The [project name]-[version info]-[recovery technique].txt (e.g., the first 11 files above). shows the data for each release. Each row shows a module and its corresponding data: (26 columns)

ModuleName IMC CMC NCF Defects NC LOC CO SF DC LO CBO DIT LCM SCC CMD OMD IMD XMD TCMD TOMD CO_NextRelease SF_NextRelease DC_NextRelease LO_NextRelease CF_NextRelease

Basically for each module, we have the values of 19 independent variables for the current release (k) and 6 dependent variables for the next release (k + 1) which are defects, CO_NextRelease, SF_NextRelease DC_NextRelease, LO_NextRelease and CF_NextRelease.

ResultsMetrics.txt contains the results of all the versions together.

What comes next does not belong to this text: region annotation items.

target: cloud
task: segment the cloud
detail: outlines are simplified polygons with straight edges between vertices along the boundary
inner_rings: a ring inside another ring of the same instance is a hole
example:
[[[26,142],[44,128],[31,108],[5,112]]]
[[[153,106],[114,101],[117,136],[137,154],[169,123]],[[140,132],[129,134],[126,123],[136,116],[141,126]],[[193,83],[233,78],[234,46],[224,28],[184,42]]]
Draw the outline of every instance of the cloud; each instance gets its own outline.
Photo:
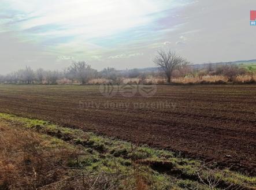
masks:
[[[131,54],[121,54],[120,55],[114,55],[114,56],[109,56],[109,59],[120,59],[120,58],[128,58],[131,57],[136,57],[136,56],[141,56],[143,55],[143,53],[136,53]]]
[[[73,60],[74,59],[72,56],[61,55],[58,57],[59,60]]]
[[[168,46],[170,45],[172,43],[170,43],[170,42],[164,42],[164,45],[165,46]]]
[[[177,46],[184,46],[185,44],[185,43],[183,41],[178,41],[175,44]]]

The TrainingUpTo-[version info].txt files have the training data up to a certain release. For example, in the case of HBase, we have the results for the last three releases. TrainingUpTo-0.90.2.txt has the data for the first 8 releases. In the 0.90.2 directory, the TrainingData.csv file includes the data of TrainingUpTo-0.90.2.txt. The TestData.csv file includes the data in hbase-0.90.2-2011-03-27-ArcLowLevel.txt. As another example, in the case of the 0.90.4 directory, the TrainingData.csv file includes the data of TrainingUpTo-0.90.4.txt and TestData.csv is equivalent to hbase-0.90.4-2011-07-24-ArcLowLevel.txt.

Experimental setup

The following table shows the release date for each version of the systems used in this study.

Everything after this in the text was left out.